Действительно, рискуя жизнью, Трумов бежал в тайгу на глазах надзирателя, водившего его к другой партии, где был напильник, — править пилу.
III
Прошло после этого полтора года. Вечером в кабинет Ягдина вошел лакей с подносом, на подносе лежали письма и сверток, запечатанный бандеролью.
Музыкант стал рассматривать почту. Одно письмо с австралийской маркой он распечатал раньше других, узнал почерк и, потускнев, стал читать:
«Андрей Леонидович! Наступило время поблагодарить вас за ваш прекрасный концерт, который вы дали мне в прошлом году. Я очень люблю музыку. В вашем исполнении она сделала чудо: освободила меня.
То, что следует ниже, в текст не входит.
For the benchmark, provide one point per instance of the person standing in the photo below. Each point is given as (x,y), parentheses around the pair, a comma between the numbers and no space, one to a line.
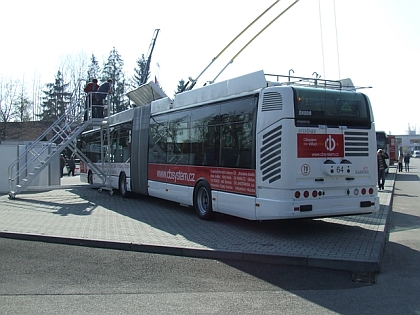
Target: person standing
(407,162)
(72,166)
(381,169)
(90,88)
(104,90)
(400,160)
(62,164)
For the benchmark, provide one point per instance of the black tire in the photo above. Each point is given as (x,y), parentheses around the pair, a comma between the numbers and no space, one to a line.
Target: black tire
(202,201)
(122,185)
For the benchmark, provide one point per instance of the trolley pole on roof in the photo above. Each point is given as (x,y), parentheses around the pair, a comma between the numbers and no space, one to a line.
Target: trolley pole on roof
(231,61)
(194,81)
(149,58)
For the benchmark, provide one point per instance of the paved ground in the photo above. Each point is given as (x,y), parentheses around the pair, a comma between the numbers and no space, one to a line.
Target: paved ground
(79,215)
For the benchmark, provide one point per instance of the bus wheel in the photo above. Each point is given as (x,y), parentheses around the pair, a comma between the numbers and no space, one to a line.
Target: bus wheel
(202,201)
(122,185)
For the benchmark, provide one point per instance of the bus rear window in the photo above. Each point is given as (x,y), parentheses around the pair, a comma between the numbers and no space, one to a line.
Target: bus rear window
(315,107)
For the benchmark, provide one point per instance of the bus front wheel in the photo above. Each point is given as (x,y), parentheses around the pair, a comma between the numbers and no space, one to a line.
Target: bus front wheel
(122,185)
(202,201)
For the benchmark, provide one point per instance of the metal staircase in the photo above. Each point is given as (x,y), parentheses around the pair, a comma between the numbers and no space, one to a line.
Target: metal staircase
(63,133)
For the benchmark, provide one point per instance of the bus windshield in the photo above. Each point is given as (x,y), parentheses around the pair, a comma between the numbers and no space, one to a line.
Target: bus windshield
(314,107)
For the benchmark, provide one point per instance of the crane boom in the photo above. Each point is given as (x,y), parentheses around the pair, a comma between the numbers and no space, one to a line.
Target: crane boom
(145,73)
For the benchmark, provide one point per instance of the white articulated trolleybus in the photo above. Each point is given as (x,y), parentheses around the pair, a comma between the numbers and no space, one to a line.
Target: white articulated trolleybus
(250,148)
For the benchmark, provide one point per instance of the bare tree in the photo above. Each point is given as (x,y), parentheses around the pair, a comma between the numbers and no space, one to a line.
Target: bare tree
(74,68)
(36,96)
(9,93)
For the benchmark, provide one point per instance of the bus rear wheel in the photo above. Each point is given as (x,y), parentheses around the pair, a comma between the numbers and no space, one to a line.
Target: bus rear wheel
(122,185)
(202,201)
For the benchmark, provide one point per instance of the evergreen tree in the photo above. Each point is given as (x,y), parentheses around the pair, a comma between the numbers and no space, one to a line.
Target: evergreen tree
(22,107)
(56,99)
(113,69)
(139,72)
(180,86)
Да, я был потрясен, слушая вас; богатство мелодий, рассказанных вами на дворе Ядринского острога, заставило меня очень глубоко почувствовать всю утраченную мной музыку свободной и деятельной жизни; я сильно снова захотел всего и бежал.
Такова сила искусства, Андрей Леонидович! Вы употребили его как орудие недостойной цели и обманулись. Искусство-творчество никогда не принесет зла. Оно не может казнить. Оно является идеальным выражением всякой свободы, мудрено ли, что мне, в тогдашнем моем положении, по контрасту, высокая, могущественная музыка стала пожаром, в котором сгорели и прошлые и будущие годы моего заключения.
Особенно спасибо вам за «Черный алмаз», вы ведь знаете, что любимая мелодия действует сильнее других.
Прощайте, простите за прошлое. Никто не виноват в этой любви. В память странного узла жизни, разрубленного вашим смычком, посылаю «Черный алмаз»!»
Ягдин развернул сверток; в нем были ноты Бремеровского ненавистного романса.
Скрипач встал и до утра ходил по кабинету, забрасывая ковер окурками папирос.